L’espace n’est pas conçu ici comme un simple réceptacle des processus d’apprentissage et
d’innovation réalisés par les acteurs de l’économie de la connaissance (entreprises, centres de
recherche, etc.). Au contraire, le processus d’apprentissage lui-même est défini comme une
interaction spatiale, une interaction entre des acteurs qui occupent chacun un espace distinct de
celui des autres. C’est la confrontation des différences qui est à l’origine de l’apprentissage. Sans
espace, c’est-à-dire sans différences entre les acteurs, pas d’apprentissage.

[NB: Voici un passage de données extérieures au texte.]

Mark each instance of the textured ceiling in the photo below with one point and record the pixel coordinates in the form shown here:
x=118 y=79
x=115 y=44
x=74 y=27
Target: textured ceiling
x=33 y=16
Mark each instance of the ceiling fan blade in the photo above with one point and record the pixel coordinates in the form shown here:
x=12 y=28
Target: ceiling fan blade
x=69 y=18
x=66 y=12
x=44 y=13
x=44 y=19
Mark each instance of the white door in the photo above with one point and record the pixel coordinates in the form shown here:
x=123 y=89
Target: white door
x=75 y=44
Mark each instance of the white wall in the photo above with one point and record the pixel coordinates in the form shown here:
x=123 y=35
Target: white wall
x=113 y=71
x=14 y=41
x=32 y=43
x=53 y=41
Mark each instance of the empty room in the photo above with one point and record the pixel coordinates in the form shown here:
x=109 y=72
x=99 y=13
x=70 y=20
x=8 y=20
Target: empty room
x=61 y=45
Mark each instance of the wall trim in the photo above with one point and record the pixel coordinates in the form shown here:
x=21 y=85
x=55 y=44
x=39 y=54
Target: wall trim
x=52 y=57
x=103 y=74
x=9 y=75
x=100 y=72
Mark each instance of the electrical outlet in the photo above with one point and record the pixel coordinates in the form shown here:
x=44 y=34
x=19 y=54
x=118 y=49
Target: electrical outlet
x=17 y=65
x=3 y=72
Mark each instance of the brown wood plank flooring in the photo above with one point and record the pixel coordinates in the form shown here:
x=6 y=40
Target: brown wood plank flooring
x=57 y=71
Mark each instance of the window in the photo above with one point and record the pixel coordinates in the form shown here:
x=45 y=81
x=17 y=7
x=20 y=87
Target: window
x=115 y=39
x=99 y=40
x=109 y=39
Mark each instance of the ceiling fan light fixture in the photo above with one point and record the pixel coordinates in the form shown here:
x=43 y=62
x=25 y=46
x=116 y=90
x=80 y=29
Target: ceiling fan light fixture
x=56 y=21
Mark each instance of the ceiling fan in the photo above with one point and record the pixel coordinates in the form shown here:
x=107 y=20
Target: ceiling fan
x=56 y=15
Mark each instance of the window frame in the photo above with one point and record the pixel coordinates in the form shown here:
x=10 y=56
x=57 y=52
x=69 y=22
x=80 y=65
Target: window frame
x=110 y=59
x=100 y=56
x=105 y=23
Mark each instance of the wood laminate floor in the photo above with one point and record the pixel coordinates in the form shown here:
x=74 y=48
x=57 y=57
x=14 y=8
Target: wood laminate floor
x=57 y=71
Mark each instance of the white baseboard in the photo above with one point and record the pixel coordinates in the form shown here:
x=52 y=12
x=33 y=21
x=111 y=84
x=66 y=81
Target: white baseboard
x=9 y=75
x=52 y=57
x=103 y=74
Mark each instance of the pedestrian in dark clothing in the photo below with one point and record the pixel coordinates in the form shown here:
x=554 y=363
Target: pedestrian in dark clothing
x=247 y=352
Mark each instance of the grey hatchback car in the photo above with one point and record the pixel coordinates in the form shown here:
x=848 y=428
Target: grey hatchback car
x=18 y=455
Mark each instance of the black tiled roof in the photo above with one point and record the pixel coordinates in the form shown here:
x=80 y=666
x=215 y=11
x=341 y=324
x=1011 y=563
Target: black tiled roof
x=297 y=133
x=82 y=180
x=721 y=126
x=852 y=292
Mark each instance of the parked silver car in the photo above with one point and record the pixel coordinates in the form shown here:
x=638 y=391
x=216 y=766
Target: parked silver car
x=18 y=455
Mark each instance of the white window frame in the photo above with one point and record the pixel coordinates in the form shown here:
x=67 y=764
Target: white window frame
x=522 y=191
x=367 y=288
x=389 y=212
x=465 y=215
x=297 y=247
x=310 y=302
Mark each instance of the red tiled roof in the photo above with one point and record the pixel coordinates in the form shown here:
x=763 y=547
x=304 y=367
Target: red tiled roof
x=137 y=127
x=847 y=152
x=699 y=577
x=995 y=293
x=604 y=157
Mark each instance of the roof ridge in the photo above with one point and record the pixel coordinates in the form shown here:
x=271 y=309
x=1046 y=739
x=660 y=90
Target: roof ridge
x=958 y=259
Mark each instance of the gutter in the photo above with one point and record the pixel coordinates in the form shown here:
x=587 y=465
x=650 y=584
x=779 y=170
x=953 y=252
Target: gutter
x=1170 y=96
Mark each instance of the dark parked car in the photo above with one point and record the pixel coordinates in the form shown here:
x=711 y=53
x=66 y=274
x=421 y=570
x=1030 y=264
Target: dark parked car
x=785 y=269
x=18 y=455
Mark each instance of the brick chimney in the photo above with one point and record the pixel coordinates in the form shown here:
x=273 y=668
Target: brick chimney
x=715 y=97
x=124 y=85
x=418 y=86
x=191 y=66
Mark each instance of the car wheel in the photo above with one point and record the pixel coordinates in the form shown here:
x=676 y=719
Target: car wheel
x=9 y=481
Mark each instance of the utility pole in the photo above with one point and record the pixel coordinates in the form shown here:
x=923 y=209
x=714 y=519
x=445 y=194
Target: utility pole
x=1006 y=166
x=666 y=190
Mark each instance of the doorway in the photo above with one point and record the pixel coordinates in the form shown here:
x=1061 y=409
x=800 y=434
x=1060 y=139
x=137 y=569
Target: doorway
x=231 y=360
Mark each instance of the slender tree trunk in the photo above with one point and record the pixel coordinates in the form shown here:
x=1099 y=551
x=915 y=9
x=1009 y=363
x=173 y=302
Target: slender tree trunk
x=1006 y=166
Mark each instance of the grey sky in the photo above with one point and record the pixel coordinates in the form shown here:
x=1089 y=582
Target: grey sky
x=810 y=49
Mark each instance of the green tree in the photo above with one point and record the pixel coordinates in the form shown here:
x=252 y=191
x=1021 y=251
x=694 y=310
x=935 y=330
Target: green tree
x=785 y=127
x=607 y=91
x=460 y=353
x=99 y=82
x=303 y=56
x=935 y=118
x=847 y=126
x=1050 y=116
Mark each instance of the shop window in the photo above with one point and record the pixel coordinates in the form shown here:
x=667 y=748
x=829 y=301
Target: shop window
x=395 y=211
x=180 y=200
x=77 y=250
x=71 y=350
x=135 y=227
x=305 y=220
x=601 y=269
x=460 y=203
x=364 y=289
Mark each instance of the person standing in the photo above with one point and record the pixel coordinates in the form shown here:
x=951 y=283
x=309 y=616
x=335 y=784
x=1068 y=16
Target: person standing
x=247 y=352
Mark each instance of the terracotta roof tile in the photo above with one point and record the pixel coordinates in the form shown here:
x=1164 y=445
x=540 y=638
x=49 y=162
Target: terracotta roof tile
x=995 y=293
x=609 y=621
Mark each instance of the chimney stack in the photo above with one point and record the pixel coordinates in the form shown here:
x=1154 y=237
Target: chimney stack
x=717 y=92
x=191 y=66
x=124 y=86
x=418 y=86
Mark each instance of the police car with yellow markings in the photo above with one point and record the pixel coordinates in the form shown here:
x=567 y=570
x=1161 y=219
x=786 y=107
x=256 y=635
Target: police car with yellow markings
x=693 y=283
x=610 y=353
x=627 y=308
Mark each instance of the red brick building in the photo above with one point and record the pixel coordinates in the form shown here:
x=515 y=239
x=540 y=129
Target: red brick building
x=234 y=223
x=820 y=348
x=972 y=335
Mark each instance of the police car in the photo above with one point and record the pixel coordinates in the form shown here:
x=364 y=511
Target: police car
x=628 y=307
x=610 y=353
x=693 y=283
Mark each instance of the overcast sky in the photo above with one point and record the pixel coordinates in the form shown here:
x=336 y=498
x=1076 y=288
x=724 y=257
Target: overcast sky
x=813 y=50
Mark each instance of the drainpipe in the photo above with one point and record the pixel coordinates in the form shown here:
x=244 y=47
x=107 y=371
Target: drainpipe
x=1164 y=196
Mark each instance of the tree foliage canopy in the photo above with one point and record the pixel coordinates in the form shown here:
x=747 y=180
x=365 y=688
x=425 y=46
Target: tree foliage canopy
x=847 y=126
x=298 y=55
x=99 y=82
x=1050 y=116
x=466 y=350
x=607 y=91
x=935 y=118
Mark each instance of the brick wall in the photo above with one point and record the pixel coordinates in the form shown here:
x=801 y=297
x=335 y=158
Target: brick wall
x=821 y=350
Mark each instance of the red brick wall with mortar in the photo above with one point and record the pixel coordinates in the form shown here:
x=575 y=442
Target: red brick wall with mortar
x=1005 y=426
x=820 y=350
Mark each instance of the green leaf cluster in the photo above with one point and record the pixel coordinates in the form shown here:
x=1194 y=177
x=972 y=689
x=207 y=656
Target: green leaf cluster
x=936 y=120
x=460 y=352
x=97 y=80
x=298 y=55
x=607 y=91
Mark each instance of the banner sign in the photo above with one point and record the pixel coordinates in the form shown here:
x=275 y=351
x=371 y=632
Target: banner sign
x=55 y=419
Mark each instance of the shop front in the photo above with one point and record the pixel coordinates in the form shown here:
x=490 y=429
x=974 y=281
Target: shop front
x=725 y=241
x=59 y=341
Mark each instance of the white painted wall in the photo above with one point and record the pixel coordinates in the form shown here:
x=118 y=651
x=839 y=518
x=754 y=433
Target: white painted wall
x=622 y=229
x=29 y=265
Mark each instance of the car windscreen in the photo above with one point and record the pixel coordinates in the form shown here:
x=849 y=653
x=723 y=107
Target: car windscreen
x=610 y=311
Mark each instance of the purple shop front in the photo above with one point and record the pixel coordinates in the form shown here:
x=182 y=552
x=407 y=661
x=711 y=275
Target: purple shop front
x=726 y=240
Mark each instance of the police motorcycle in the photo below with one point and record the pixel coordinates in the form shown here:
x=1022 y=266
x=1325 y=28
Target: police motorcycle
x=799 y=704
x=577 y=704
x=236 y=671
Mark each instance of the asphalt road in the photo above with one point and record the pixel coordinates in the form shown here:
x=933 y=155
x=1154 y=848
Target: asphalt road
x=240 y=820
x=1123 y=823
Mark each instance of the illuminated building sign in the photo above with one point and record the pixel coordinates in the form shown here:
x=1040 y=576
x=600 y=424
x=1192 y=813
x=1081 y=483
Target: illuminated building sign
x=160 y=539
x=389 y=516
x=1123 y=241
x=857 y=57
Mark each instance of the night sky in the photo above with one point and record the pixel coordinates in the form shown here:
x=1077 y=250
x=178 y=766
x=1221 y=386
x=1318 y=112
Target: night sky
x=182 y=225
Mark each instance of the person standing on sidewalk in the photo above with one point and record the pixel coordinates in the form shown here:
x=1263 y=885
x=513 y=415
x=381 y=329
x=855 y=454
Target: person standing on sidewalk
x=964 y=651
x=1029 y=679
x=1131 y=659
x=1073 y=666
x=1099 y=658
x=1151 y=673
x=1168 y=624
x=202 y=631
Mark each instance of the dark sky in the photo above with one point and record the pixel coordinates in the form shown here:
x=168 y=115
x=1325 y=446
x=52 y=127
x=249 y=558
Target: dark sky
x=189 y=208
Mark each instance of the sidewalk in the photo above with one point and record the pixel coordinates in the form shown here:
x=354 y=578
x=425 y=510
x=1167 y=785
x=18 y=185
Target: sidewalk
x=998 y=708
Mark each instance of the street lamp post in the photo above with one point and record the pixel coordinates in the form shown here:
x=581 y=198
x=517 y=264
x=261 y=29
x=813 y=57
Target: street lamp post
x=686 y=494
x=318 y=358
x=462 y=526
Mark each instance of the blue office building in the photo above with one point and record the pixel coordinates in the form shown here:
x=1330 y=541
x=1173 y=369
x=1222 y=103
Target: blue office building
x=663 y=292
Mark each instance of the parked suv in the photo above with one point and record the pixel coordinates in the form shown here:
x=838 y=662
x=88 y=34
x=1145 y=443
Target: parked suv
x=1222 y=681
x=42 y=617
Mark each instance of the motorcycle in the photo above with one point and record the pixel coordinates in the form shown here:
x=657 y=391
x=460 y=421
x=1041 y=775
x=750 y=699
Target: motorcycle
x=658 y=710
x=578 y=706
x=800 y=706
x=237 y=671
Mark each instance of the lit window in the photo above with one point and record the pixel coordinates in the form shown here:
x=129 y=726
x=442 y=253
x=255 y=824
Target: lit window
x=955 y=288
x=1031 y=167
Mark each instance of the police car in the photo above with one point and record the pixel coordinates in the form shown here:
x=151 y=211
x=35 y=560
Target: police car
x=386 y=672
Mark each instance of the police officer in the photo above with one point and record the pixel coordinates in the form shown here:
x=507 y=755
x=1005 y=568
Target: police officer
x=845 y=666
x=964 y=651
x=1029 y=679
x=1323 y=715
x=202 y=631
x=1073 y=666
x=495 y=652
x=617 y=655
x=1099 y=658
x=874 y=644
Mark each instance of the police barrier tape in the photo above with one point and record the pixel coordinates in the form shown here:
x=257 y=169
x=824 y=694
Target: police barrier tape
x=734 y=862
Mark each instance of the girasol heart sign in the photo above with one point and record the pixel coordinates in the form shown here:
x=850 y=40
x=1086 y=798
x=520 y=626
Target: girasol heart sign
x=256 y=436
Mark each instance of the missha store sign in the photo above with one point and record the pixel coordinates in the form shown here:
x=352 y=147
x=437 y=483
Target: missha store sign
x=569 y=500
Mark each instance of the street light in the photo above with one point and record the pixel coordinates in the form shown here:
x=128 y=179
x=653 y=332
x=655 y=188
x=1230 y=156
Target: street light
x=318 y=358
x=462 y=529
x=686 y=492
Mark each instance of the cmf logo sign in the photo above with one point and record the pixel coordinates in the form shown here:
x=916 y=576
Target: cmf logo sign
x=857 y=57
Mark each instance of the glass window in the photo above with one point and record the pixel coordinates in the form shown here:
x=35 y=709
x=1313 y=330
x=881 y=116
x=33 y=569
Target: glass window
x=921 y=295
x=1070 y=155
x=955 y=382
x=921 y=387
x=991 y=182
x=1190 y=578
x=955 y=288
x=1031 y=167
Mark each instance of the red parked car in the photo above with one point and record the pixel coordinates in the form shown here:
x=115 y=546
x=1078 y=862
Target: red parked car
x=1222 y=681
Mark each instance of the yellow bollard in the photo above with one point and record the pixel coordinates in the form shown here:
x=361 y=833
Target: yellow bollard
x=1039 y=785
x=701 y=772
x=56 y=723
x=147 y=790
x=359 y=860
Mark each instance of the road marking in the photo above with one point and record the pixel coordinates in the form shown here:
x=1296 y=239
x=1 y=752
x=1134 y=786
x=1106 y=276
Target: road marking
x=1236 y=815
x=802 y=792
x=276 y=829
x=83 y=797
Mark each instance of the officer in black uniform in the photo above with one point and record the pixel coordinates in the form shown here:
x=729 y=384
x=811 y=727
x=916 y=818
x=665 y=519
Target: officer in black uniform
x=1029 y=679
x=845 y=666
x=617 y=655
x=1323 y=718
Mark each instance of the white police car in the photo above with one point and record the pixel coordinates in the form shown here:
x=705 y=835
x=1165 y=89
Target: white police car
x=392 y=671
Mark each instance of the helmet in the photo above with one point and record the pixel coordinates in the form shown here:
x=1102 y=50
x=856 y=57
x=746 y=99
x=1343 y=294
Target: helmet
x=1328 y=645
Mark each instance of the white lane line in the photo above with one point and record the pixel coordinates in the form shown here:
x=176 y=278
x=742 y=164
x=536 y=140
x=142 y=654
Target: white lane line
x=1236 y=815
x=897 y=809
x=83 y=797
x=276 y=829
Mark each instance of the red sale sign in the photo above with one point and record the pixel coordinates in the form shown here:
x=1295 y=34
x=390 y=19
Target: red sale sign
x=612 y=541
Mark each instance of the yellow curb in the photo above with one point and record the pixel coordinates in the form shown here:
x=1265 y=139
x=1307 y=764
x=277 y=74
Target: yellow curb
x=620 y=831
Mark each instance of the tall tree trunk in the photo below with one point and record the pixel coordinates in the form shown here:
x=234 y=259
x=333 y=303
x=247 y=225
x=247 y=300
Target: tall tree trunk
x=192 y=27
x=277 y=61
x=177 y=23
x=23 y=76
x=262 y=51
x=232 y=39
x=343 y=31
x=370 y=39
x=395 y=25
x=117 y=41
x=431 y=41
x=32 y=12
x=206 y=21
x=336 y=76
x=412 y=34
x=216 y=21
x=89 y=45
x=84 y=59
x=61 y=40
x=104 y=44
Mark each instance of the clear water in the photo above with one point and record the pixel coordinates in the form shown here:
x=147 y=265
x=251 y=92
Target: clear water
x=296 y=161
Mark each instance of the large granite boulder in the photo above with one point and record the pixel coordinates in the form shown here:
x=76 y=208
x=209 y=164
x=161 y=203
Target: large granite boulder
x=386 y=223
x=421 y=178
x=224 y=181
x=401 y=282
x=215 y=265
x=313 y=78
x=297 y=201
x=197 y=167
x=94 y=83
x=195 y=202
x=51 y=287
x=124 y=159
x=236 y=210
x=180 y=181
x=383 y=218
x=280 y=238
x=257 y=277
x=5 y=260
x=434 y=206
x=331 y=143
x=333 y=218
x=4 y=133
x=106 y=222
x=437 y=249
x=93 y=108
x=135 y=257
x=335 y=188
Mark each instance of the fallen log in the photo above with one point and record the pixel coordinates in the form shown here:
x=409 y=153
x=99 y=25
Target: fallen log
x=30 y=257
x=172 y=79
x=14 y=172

L’apprentissage est
une activité collective qui met en relation des acteurs et es objets dispersés dans l’espace et plus
ou moins mobiles.
Après vingt années de fort développement de la mobilité des facteurs de production en Europe,
dont la mobilité des travailleurs, des étudiants et des chercheurs, des entreprises et plus largement
de la connaissance, une économie territoriale de la connaissance consiste à identifier la manière
dont cette connaissance circule et se combine ici ou là, de quelle manière et avec quels effets.
Pour cela, il a été nécessaire de dépasser la distinction traditionnelle entre la connaissance tacite
qui serait immobile et coûteuse à déplacer, et la connaissance codifiée, qui peut circuler à bas
coût. En effet, le problème aujourd’hui n’est plus le coût de la mobilité, mais bien les difficultés
d’ancrer cette connaissance mobile, dorénavant facile d’accès : mobiliser de la connaissance
développée ailleurs pour faire quoi? Et selon quelles modalités ?
On a répondu à cette question en distinguant deux dynamiques de connaissances. La
connaissance substantielle est achetée parce que son contenu, contrôlé de manière exclusive par
une entreprise, offre d’une manière ou d’une autre une valeur économique. La connaissance
signifiante circule au contraire parce que c’est son partage qui représente une valeur économique.
L’exclusion et le partage définissent des territoires, des mobilités et des ancrages différents. C’est
ainsi qu’il est possible de distinguer différents types de milieux ancreurs de connaissance, des
milieux qui vont montrer des capacités distinctes d’ancrer localement la connaissance mobile à
l’échelle européenne et au-delà.
Les approches traditionnelles des TIMs des années nonante mettaient exclusivement l’accent sur
le rôle de la connaissance dans les systèmes de production et d’innovation. La connaissance
signifiante permet de mettre l’accent sur l’importance d’une connaissance partagée, y compris
auprès des consommateurs et des citoyens, pour créer de la valeur économique.
Enfin, les TIMs, sans ignorer les connaissances provenant de l’extérieur de la région, mettaient
l’accent sur les conditions d’une accumulation locale des savoirs. Le concept de milieu ancreur
25
permet de repenser ces dynamiques locales à partir de la mobilité et de l’ancrage des
connaissances, une approche probablement plus en phase avec le contexte actuel.